BasisBijbel

Jeremia 2:1-16 BasisBijbel (BB)

1. De Heer zei tegen mij:

2. "Ga naar buiten. Zeg tegen de bewoners van Jeruzalem: Dit zegt de Heer: Mijn volk, vroeger toen je nog jong was, toen je nog maar pas met Mij was getrouwd, hield je heel veel van Mij. Dat weet Ik nog heel goed. Je was Mij gevolgd in de woestijn, in een land waar nog nooit gezaaid was.

3. Je was van Mij, net zoals het eerste deel van elke oogst van Mij is. Iemand die het eerste deel van zijn oogst zelf opeet, is schuldig. Ik zal hem straffen. En net zo zou iedereen die jou kwaad zou doen, schuldig zijn. Ik zou hem straffen.

4. Luister nu naar wat de Heer zegt, stammen van Israël!

5. De Heer zegt: Wat heb Ik je voorouders voor kwaad gedaan?

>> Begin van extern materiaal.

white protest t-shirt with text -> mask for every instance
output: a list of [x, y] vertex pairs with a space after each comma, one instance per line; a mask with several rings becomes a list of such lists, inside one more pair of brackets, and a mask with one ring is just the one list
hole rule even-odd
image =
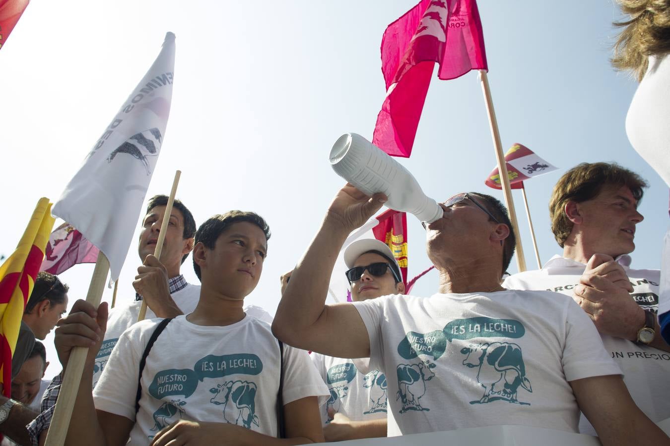
[[[180, 419], [229, 423], [276, 437], [279, 346], [269, 324], [247, 316], [226, 326], [176, 318], [158, 336], [142, 373], [139, 361], [160, 320], [133, 325], [119, 338], [93, 391], [95, 407], [135, 421], [131, 445], [147, 445]], [[306, 352], [284, 344], [284, 405], [328, 389]]]
[[354, 421], [386, 419], [386, 376], [377, 369], [361, 372], [360, 360], [312, 354], [312, 360], [328, 386], [330, 396], [321, 408], [322, 422], [330, 422], [328, 408]]
[[[616, 260], [623, 266], [633, 287], [630, 296], [643, 310], [657, 313], [661, 272], [628, 267], [628, 255], [619, 256]], [[505, 280], [503, 286], [513, 290], [547, 290], [572, 298], [586, 269], [584, 263], [555, 255], [541, 269], [514, 274]], [[670, 399], [667, 397], [670, 394], [670, 353], [627, 339], [600, 336], [608, 353], [621, 368], [624, 382], [638, 407], [654, 423], [670, 418]], [[580, 431], [596, 435], [583, 415]]]
[[387, 376], [389, 437], [496, 425], [576, 432], [569, 381], [620, 373], [590, 320], [555, 293], [352, 304], [370, 337], [369, 367]]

Wat hadden ze voor reden om Mij te verlaten? Waarom zijn ze machteloze afgoden gaan aanbidden? Nu zijn ze zelf machteloos geworden!

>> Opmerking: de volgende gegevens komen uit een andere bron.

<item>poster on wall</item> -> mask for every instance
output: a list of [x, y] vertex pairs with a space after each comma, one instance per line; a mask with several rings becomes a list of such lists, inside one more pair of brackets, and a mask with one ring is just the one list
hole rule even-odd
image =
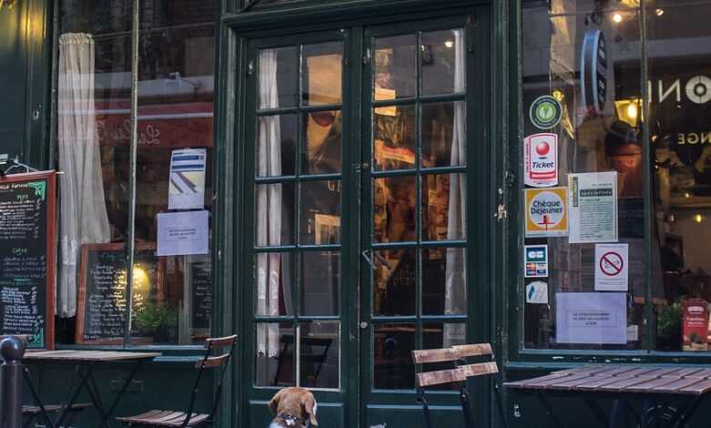
[[626, 344], [627, 294], [559, 292], [555, 295], [558, 343]]
[[523, 140], [526, 175], [523, 182], [532, 188], [558, 185], [558, 135], [533, 134]]
[[616, 242], [617, 172], [568, 175], [570, 243]]
[[568, 189], [527, 189], [526, 238], [568, 235]]

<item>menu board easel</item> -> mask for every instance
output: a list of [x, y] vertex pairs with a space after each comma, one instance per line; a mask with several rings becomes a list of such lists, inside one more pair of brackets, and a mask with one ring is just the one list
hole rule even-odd
[[0, 335], [55, 344], [55, 171], [0, 177]]

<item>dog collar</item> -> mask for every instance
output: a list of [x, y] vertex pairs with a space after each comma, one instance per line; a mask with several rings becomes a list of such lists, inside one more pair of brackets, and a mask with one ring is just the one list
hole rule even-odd
[[283, 422], [286, 423], [287, 427], [306, 426], [304, 421], [285, 412], [278, 413], [276, 417], [280, 419], [283, 419]]

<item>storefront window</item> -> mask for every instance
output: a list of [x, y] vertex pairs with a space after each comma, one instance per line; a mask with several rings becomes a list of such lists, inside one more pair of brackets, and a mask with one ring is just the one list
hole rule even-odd
[[523, 2], [524, 348], [706, 350], [709, 12]]
[[59, 2], [61, 342], [124, 342], [130, 227], [131, 342], [210, 332], [215, 5], [141, 3], [132, 201], [131, 3]]

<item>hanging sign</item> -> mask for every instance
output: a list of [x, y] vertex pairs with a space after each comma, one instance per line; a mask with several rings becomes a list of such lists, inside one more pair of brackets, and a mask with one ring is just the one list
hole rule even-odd
[[531, 103], [529, 117], [539, 129], [551, 129], [561, 122], [562, 106], [554, 97], [544, 95]]
[[558, 135], [534, 134], [524, 139], [526, 176], [523, 182], [533, 188], [558, 184]]
[[526, 245], [523, 249], [524, 278], [548, 277], [548, 246]]
[[568, 235], [568, 189], [526, 189], [526, 238]]
[[607, 47], [602, 31], [585, 32], [580, 69], [582, 105], [591, 116], [597, 116], [604, 109], [607, 97]]
[[595, 290], [626, 291], [629, 266], [627, 244], [595, 245]]

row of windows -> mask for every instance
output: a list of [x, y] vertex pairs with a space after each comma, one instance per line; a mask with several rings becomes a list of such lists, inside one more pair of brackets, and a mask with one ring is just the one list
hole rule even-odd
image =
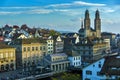
[[53, 61], [59, 61], [59, 60], [66, 60], [67, 57], [59, 57], [59, 58], [53, 58]]
[[13, 53], [0, 53], [0, 58], [14, 57]]
[[[30, 51], [30, 47], [24, 47], [23, 51]], [[38, 51], [38, 50], [46, 50], [45, 46], [40, 46], [40, 47], [32, 47], [32, 51]]]
[[53, 46], [53, 44], [48, 44], [48, 46]]
[[53, 47], [48, 47], [48, 49], [53, 49]]
[[[93, 65], [93, 67], [95, 67], [95, 65]], [[102, 65], [99, 63], [98, 64], [98, 68], [101, 68], [102, 67]]]
[[[1, 61], [1, 63], [4, 63], [4, 62], [9, 62], [9, 61], [8, 60]], [[10, 62], [13, 62], [13, 60], [11, 60]]]
[[80, 65], [80, 62], [74, 62], [74, 65], [76, 65], [76, 66]]
[[80, 47], [80, 49], [92, 49], [91, 46], [83, 46], [83, 47]]
[[80, 57], [74, 57], [74, 60], [80, 60]]

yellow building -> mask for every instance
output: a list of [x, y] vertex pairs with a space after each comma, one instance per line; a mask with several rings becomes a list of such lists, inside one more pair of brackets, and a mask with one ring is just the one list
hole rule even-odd
[[92, 62], [106, 55], [105, 51], [110, 48], [108, 44], [101, 38], [84, 38], [75, 46], [82, 56], [82, 62]]
[[12, 45], [17, 49], [17, 67], [38, 65], [43, 56], [47, 55], [47, 43], [42, 39], [18, 39]]
[[0, 43], [0, 72], [16, 69], [15, 48]]

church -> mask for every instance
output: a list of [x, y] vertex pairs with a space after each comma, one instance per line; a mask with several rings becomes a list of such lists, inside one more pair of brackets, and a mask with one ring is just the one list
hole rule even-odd
[[100, 13], [98, 10], [95, 12], [95, 19], [94, 19], [94, 29], [91, 27], [91, 20], [89, 17], [89, 11], [85, 11], [85, 18], [84, 22], [82, 20], [81, 28], [78, 31], [80, 37], [98, 37], [101, 38], [101, 19]]

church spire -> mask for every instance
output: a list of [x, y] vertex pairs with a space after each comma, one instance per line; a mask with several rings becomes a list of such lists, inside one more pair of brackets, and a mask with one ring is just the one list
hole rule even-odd
[[101, 19], [100, 19], [100, 13], [98, 9], [95, 12], [94, 26], [95, 26], [97, 37], [101, 37]]
[[83, 19], [81, 19], [81, 29], [83, 29]]
[[100, 14], [98, 9], [96, 10], [96, 13], [95, 13], [95, 19], [100, 19]]
[[86, 30], [90, 29], [90, 18], [89, 18], [89, 11], [85, 11], [85, 19], [84, 19], [84, 27]]
[[88, 11], [88, 9], [86, 9], [86, 11], [85, 11], [85, 19], [89, 19], [89, 11]]

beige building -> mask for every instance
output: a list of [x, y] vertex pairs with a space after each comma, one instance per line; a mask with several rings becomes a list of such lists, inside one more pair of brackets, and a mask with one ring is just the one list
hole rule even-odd
[[50, 54], [44, 59], [45, 66], [55, 73], [67, 71], [70, 61], [65, 53]]
[[76, 50], [81, 55], [82, 62], [92, 62], [105, 55], [105, 51], [110, 49], [109, 43], [100, 38], [84, 38], [75, 44]]
[[0, 72], [16, 69], [15, 48], [0, 43]]
[[12, 45], [17, 49], [17, 67], [38, 65], [47, 54], [47, 43], [43, 39], [18, 39]]

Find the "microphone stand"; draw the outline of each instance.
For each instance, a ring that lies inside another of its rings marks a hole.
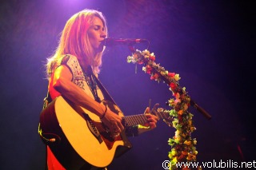
[[[135,49],[133,45],[128,45],[129,49],[134,53],[135,52]],[[151,65],[152,66],[152,65]],[[160,76],[161,79],[166,83],[167,85],[170,85],[171,83],[170,80],[168,80],[165,76],[161,73],[158,70],[157,70],[154,67],[152,66],[152,69],[154,69],[154,73],[158,73],[158,75]],[[198,111],[200,113],[202,113],[207,120],[211,119],[211,116],[201,106],[199,106],[194,100],[190,98],[190,105],[192,105],[197,111]]]

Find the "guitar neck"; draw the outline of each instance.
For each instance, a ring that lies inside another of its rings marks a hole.
[[[167,115],[165,113],[156,112],[154,113],[154,114],[160,119],[168,118]],[[125,127],[143,125],[146,122],[148,122],[148,121],[145,114],[132,115],[122,117],[122,125]]]

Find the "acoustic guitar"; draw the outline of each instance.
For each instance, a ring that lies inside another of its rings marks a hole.
[[[111,102],[106,101],[105,105],[113,112],[119,112]],[[163,109],[154,107],[150,113],[171,125],[172,119]],[[114,136],[96,114],[62,96],[42,111],[39,122],[40,136],[66,169],[75,170],[86,165],[88,169],[91,165],[105,168],[114,157],[132,148],[125,131]],[[146,122],[145,114],[122,117],[125,128]]]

6. Waarom vroegen ze niet: 'Waar is de Heer die ons uit Egypte heeft bevrijd? De God die ons door de woestijn leidde?' Ik leidde jullie door dat land van steppen en kuilen, droogte en dood. Dat land waar niemand woont en waar niemand doorheen trekt.

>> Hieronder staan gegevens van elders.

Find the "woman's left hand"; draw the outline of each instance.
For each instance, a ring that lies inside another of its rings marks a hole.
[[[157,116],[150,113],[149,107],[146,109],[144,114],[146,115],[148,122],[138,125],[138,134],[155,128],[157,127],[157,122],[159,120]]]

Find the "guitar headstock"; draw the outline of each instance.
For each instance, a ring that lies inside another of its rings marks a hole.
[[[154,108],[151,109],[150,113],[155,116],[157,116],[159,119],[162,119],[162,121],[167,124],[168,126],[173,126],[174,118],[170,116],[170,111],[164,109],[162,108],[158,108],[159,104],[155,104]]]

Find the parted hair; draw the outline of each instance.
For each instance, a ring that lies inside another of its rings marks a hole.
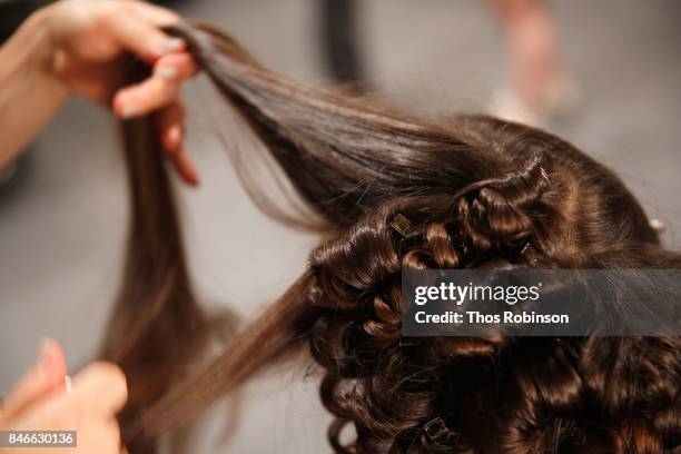
[[[310,214],[284,215],[257,190],[256,203],[320,241],[303,276],[196,372],[215,323],[191,292],[152,116],[122,125],[132,219],[103,356],[129,377],[130,452],[152,451],[298,353],[322,371],[338,453],[659,454],[681,443],[679,337],[401,335],[404,269],[681,268],[612,171],[527,126],[430,122],[303,87],[209,26],[169,32]]]

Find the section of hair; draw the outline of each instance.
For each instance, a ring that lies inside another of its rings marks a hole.
[[[135,437],[154,440],[186,423],[307,344],[324,372],[322,401],[336,416],[329,427],[336,452],[623,454],[679,444],[679,338],[401,337],[405,268],[680,268],[681,255],[660,246],[613,172],[536,129],[482,116],[430,125],[289,82],[214,28],[170,31],[187,40],[324,219],[323,240],[304,276],[206,371],[170,392],[175,376],[154,377],[164,395],[129,407]],[[138,306],[124,313],[155,314],[140,326],[160,342],[167,317],[181,325],[184,310],[196,308],[189,297],[166,299],[181,307],[155,303],[159,295],[190,294],[179,230],[161,239],[144,235],[148,223],[165,229],[177,219],[162,166],[149,169],[136,157],[160,157],[158,144],[140,148],[149,149],[126,155],[139,207],[124,295]],[[396,216],[407,220],[399,231],[392,227]],[[149,245],[158,253],[140,255]],[[162,275],[148,278],[156,273]],[[190,327],[204,323],[197,320],[180,326],[178,339],[190,339]],[[130,323],[119,322],[118,332]],[[128,369],[147,367],[145,355],[132,357],[138,361]],[[176,374],[174,365],[164,367]],[[348,424],[356,436],[344,444]]]

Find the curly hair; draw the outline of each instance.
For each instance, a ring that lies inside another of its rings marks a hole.
[[[191,296],[161,154],[149,151],[159,148],[151,119],[124,125],[134,273],[107,356],[130,377],[131,452],[300,351],[323,371],[338,453],[657,454],[681,443],[679,337],[401,334],[405,269],[681,268],[612,171],[539,129],[485,116],[428,124],[289,82],[215,28],[169,31],[310,213],[278,210],[231,149],[251,196],[322,241],[284,296],[182,379],[193,351],[164,336],[191,339],[208,322]],[[397,216],[408,219],[401,231]]]

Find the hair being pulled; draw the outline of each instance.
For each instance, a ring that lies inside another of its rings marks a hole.
[[[214,325],[191,292],[152,119],[124,124],[132,221],[105,355],[129,377],[130,452],[304,351],[340,453],[658,454],[681,442],[677,337],[401,337],[403,269],[680,268],[614,174],[537,129],[428,124],[287,81],[215,28],[169,31],[322,219],[323,239],[305,274],[190,374]]]

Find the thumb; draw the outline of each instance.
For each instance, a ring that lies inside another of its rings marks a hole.
[[[36,363],[17,382],[2,404],[2,417],[10,420],[63,383],[67,373],[63,351],[56,340],[43,339]]]

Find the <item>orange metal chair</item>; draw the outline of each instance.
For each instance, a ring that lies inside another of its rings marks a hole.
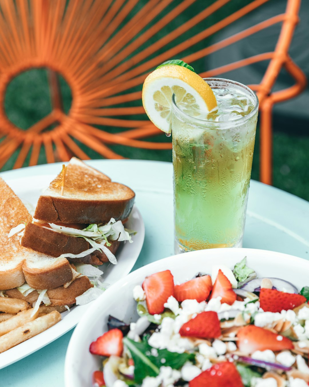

7. En Ik bracht jullie naar een vruchtbaar land waar jullie van rijke oogsten konden eten. Maar toen jullie daar waren gekomen, hebben jullie mijn land bedorven met jullie afgoden. Nu walg Ik van dat land.

8. De priesters vroegen niet: 'Waar is de Heer?' Ze hielden zich wel met mijn wet bezig, maar wilden Míj niet kennen. De leiders hadden als herders mijn volk moeten leiden. Maar ze trokken zich niets van Mij aan. En de profeten spraken [ niet meer namens Mij, maar ] namens andere goden. Ze waren zinloos bezig.

9. Daarom zal Ik een rechtszaak beginnen tegen jullie[ , jullie kinderen ] en jullie kleinkinderen.

10. Steek maar eens over naar de eilanden van de Kittieten [ (= Cyprus) in het westen ] en kijk daar eens. Stuur maar eens boodschappers naar Kedar [ in het oosten ] en laat hen daar goed rondkijken of daar ooit zoiets is gebeurd.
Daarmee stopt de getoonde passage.